ESOPs: The Basics of Employee Stock Ownership Plans

A company that wants to supplement its employees’ salary with equity compensation can do so with an employee share ownership plan (ESOP). Besides offering employees a potentially valuable ownership stake in the company, ESOPs can be an important tool for companies, particularly in succession planning.

What is an employee share ownership plan?

An ESOP gives qualifying employees the opportunity to acquire a stake in the company’s success, through a variety of methods. An ESOP can use any or all of the following approaches to employee ownership.

Equity shares. An ESOP can award shares directly, with no monetary investment from the employee. Shares typically “vest,” or become the property of the employee, after a period of time. This provides an incentive for the employee to stay with the company for several years. 

Stock options. Instead of directly awarding employees with shares, the company may give employees the right to buy stock at a specified price on a specified future date. If the value of the company rises by the time that date rolls around, employees will be able to buy shares at a discount. (If the company is not a Canadian-controlled private corporation (CCPC), you will owe tax on half of that discount.)

Phantom equity. If employers want to invite employees to share in the company’s success without conferring ownership rights, they can issue “phantom” equity. The employee receives mock shares that track the price of real stock and pay out at some future date, but they gain no voting rights, and their phantom equity won’t dilute extant company stock.
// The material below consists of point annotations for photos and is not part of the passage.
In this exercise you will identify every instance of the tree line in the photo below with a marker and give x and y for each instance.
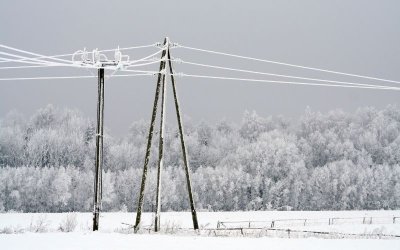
(321, 161)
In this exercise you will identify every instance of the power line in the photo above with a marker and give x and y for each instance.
(278, 75)
(36, 61)
(32, 66)
(66, 77)
(287, 82)
(71, 54)
(31, 53)
(288, 64)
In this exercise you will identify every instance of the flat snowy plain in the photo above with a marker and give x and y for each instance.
(18, 231)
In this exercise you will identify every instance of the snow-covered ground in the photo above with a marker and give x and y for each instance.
(114, 233)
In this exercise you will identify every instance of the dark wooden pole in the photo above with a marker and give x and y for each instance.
(185, 160)
(147, 157)
(99, 150)
(160, 153)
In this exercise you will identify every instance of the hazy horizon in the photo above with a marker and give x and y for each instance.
(356, 37)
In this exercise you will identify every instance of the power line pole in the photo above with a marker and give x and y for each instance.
(99, 150)
(149, 139)
(160, 151)
(162, 81)
(185, 160)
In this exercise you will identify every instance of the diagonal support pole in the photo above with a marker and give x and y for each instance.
(185, 160)
(99, 150)
(149, 139)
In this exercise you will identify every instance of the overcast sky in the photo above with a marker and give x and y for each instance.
(357, 36)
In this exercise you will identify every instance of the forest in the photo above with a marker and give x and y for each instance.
(320, 161)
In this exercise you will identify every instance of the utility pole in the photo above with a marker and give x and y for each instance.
(185, 160)
(161, 81)
(160, 152)
(99, 150)
(149, 139)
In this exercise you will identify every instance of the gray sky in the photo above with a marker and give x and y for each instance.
(357, 36)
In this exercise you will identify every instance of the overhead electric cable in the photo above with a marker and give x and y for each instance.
(278, 75)
(288, 64)
(287, 82)
(31, 53)
(66, 77)
(70, 54)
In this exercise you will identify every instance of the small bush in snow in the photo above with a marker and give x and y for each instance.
(69, 223)
(40, 225)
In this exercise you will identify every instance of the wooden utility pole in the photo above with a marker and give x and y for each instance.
(99, 150)
(160, 153)
(149, 139)
(166, 56)
(185, 160)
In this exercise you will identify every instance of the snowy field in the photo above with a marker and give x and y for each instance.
(49, 231)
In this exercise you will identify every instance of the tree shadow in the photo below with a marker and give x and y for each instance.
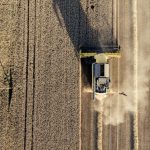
(76, 24)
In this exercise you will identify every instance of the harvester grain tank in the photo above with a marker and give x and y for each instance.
(100, 62)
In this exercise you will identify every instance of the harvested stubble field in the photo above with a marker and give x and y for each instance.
(41, 106)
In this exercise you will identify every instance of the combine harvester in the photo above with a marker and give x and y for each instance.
(100, 62)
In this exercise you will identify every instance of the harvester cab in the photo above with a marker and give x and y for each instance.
(100, 70)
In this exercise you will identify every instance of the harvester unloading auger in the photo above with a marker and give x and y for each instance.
(100, 68)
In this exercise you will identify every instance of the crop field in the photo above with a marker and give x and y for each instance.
(45, 88)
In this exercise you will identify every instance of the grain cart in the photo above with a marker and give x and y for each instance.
(100, 69)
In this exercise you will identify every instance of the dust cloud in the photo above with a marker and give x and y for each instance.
(136, 85)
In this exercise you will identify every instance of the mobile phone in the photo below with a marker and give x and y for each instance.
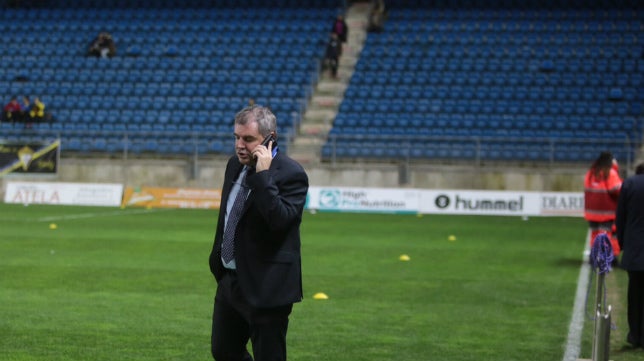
(268, 140)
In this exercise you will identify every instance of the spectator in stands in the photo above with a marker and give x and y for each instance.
(601, 191)
(25, 105)
(37, 111)
(103, 46)
(376, 16)
(340, 29)
(12, 111)
(332, 55)
(630, 233)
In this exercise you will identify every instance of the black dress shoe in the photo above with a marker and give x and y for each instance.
(633, 341)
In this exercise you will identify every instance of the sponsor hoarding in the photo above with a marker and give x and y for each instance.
(153, 197)
(363, 199)
(83, 194)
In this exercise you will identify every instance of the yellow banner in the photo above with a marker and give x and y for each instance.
(153, 197)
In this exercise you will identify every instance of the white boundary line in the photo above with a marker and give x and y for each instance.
(84, 215)
(573, 344)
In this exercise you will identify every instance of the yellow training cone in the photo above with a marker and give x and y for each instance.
(320, 296)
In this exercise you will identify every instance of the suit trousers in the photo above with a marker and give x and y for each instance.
(235, 322)
(636, 307)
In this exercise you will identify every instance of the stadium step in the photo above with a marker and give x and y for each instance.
(328, 93)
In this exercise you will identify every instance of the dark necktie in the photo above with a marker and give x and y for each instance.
(228, 243)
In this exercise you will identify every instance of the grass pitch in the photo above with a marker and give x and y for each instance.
(134, 284)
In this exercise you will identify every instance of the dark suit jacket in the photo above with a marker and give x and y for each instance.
(267, 240)
(630, 223)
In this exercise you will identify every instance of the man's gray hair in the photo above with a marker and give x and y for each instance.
(266, 120)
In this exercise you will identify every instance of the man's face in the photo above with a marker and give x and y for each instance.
(247, 137)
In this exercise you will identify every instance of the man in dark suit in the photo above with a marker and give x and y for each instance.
(256, 254)
(630, 234)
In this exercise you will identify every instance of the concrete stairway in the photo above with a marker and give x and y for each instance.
(327, 96)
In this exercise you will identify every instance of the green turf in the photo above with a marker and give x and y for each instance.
(111, 284)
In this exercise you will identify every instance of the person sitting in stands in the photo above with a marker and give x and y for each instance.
(103, 46)
(37, 110)
(12, 111)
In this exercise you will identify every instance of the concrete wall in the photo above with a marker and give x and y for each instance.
(209, 174)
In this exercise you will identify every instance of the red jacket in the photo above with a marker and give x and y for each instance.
(600, 196)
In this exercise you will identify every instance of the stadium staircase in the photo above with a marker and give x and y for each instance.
(329, 92)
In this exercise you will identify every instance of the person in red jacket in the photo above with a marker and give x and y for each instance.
(602, 185)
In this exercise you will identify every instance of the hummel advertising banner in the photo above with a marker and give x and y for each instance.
(477, 202)
(363, 199)
(32, 158)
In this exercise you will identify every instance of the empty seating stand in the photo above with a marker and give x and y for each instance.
(533, 81)
(181, 71)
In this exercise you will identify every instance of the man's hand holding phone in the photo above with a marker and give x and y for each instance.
(263, 154)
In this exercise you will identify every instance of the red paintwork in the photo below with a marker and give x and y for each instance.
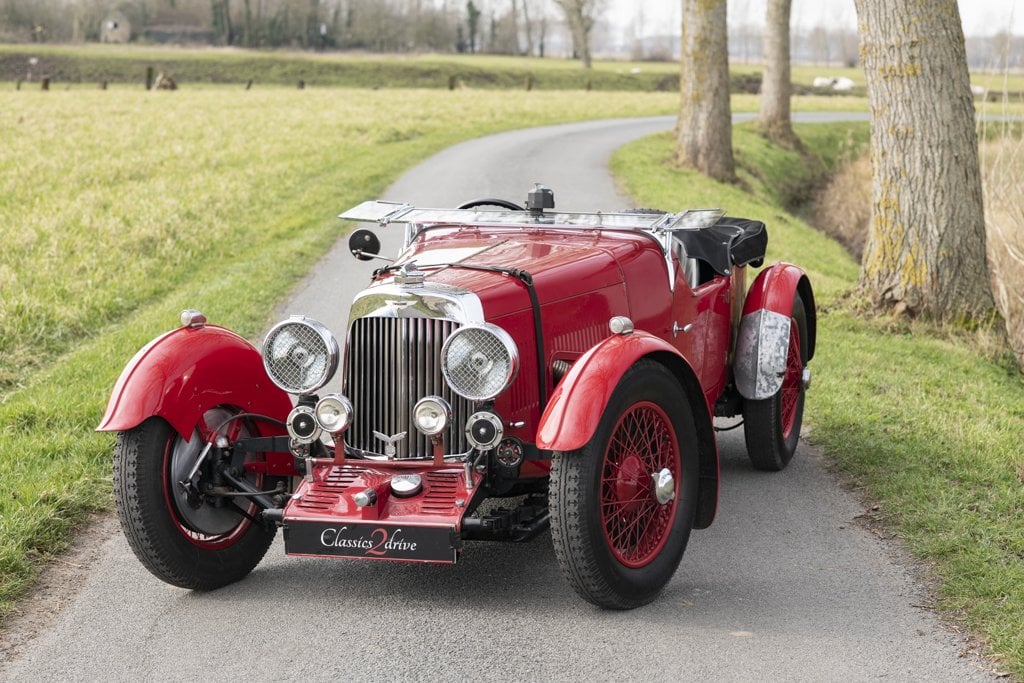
(636, 525)
(330, 498)
(579, 400)
(182, 374)
(773, 289)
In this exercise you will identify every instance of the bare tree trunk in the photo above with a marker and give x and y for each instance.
(705, 128)
(581, 16)
(528, 27)
(776, 86)
(926, 247)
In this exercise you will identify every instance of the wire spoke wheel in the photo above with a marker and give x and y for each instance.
(181, 536)
(642, 445)
(623, 506)
(202, 522)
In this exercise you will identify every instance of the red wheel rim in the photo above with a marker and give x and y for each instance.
(792, 382)
(197, 538)
(636, 525)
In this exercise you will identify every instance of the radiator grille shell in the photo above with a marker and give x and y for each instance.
(391, 363)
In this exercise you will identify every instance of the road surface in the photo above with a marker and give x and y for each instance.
(786, 585)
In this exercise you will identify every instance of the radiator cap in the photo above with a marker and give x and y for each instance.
(406, 485)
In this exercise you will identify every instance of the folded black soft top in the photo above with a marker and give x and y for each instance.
(730, 241)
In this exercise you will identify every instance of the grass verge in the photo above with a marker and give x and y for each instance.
(119, 209)
(928, 425)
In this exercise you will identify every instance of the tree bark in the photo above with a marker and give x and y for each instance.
(581, 16)
(705, 128)
(926, 246)
(776, 86)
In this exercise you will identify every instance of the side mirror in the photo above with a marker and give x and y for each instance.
(364, 245)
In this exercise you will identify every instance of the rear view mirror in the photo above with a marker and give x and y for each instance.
(364, 245)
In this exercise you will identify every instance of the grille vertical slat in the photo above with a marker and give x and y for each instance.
(391, 363)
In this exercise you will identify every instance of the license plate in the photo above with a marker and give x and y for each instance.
(375, 542)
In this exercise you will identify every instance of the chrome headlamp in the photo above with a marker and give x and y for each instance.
(479, 360)
(300, 354)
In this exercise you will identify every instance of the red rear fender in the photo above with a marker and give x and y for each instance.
(763, 338)
(182, 374)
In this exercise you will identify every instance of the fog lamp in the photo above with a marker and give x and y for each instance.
(334, 413)
(431, 415)
(302, 425)
(484, 430)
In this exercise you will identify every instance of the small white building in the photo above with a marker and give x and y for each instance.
(115, 29)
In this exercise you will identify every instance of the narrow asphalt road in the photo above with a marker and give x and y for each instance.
(786, 585)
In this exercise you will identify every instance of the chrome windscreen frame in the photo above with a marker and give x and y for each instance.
(659, 226)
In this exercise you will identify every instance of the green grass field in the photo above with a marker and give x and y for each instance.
(927, 421)
(120, 208)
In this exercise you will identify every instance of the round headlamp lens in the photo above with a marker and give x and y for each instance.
(431, 415)
(300, 354)
(334, 413)
(479, 360)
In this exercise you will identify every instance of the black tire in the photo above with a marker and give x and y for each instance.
(168, 543)
(771, 427)
(647, 403)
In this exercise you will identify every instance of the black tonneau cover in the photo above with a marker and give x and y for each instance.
(728, 242)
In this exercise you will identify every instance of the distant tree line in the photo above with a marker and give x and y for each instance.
(502, 27)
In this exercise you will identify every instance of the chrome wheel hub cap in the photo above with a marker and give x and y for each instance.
(665, 486)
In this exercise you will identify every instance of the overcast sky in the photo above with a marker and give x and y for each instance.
(979, 16)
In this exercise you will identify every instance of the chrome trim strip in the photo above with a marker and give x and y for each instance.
(428, 300)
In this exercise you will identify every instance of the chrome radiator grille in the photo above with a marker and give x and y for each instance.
(391, 363)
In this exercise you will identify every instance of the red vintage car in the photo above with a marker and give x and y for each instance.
(514, 370)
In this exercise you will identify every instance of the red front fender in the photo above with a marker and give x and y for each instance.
(180, 375)
(580, 400)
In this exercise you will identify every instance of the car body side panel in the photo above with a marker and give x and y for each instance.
(185, 372)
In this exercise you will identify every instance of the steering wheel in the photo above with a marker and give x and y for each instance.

ESOPs can also differ by participation level. A company can open its ESOP to all eligible employees (a broad-based plan) or limit participation to individuals in critical positions or with critical skills (a key-person plan). A broad-based plan may boost morale throughout the organization and avoid resentment among excluded employees. A key-person plan, on the other hand, targets investment in those employees who are most responsible for building value.

Benefits of an ESOP

Some people advocate ESOPs because they have an ideological commitment to employee ownership. Outside of this, ESOPs have several specific advantages:

  • Recruitment and retention. ESOPs can sweeten a job offer and attract employees, particularly for companies that expect to grow over the long term. As a benefit that accrues over time, an ESOP can also act as an incentive for workers to stay with a company until they can get the most out of their ESOP. The employer’s hope is that an ownership stake will motivate employees to work hard to help grow the business, as they stand to benefit from its long-term success.
  • Succession planning. An ESOP is a popular succession planning tool. Outgoing owners without a ready buyer or who want to sell their portion of ownership to their employees can sell their stake to the ESOP, either gradually or all at once.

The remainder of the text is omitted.